O que Fazer Daqui para Trás pode ser apreciada como uma experiência de narrativa em abismo (mise en abyme). O termo criado pelo escritor francês André Gide em 1893 diz respeito àquelas obras (sejam elas visuais, literárias, cênicas, cinematográficas…) nas quais vemos a “obra dentro da obra”, cujo assunto se revela em sua própria estrutura formal. Alguns exemplos seriam O Jogo da Amarelinha (1963), de Julio Cortázar, e a As Meninas (1656), de Diego Velázquez. O que Fazer Daqui para Trás me convida a uma experiência de metalinguagem em relação ao espaço, ao tempo e ao fazer cênico. Seu assunto é deflagrado na própria operação formal de seus dispositivos. Partindo do método de Composição em Tempo Real desenvolvido por Fiadeiro junto a outras e outros colaboradores, os próprios dispositivos compositivos se mostram como assunto. A palavra questiona a palavra, o corpo questiona os limites do próprio corpo. A linguagem questiona a linguagem. Ficam evidentes as regras formais de composição: só pode haver uma pessoa por vez no palco. A primeira regra de jogo: uma/um intérprete sai, o palco fica vazio, entra a/o seguinte. Ao longo do tempo, a segunda regra entra em operação: o primeiro só sai do palco no momento em que o seguinte entra correndo e assume o microfone, interrompendo a fala do primeiro e assim por diante. Vemos assim que os cinco criadores estão conectados, tal como nos foi dito no primeiro texto que a primeira atriz colocou.

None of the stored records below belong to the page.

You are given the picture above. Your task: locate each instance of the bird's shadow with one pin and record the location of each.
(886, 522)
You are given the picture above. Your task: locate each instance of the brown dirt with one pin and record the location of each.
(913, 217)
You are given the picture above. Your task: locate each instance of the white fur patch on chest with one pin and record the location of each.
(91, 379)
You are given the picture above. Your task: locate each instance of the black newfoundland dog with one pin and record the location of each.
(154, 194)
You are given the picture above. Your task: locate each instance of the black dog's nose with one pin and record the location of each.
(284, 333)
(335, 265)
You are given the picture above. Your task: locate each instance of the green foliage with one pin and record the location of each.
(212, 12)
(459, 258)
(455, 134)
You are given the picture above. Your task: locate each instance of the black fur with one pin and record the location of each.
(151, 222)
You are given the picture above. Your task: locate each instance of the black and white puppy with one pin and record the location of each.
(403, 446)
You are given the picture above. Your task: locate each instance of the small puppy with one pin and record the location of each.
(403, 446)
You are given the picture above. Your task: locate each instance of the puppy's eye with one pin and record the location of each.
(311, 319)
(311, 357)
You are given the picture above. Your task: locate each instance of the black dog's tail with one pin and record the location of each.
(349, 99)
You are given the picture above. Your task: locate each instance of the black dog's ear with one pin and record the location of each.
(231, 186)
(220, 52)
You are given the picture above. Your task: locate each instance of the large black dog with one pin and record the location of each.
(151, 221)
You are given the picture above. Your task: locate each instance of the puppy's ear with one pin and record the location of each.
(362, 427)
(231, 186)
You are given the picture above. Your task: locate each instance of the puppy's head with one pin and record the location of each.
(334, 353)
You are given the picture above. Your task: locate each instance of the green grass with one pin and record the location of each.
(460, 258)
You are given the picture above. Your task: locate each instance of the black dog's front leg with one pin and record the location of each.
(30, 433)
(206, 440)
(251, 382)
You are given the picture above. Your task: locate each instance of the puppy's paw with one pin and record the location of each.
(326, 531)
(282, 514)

O corpo – o que há de mais presente que ele? (!) – instaura uma experiência abissal com o tempo. É como se a obra, por ansiar e perscrutar o tempo presente, precisasse ser tecida e “re-tecida” a cada instante, no tempo real de cada ação. Podemos entender que o próprio espaço-tempo presente se torna um dispositivo operativo da experiência. O que existe neste momento, neste “agora” do acontecimento? Ao final, conforme observamos um movimento preciso da luz, o que parece emergir é a ideia de experiência em si, a própria operação de tessitura do espaço-tempo presente da experiência cênica, sua presentidade, seu “agora”.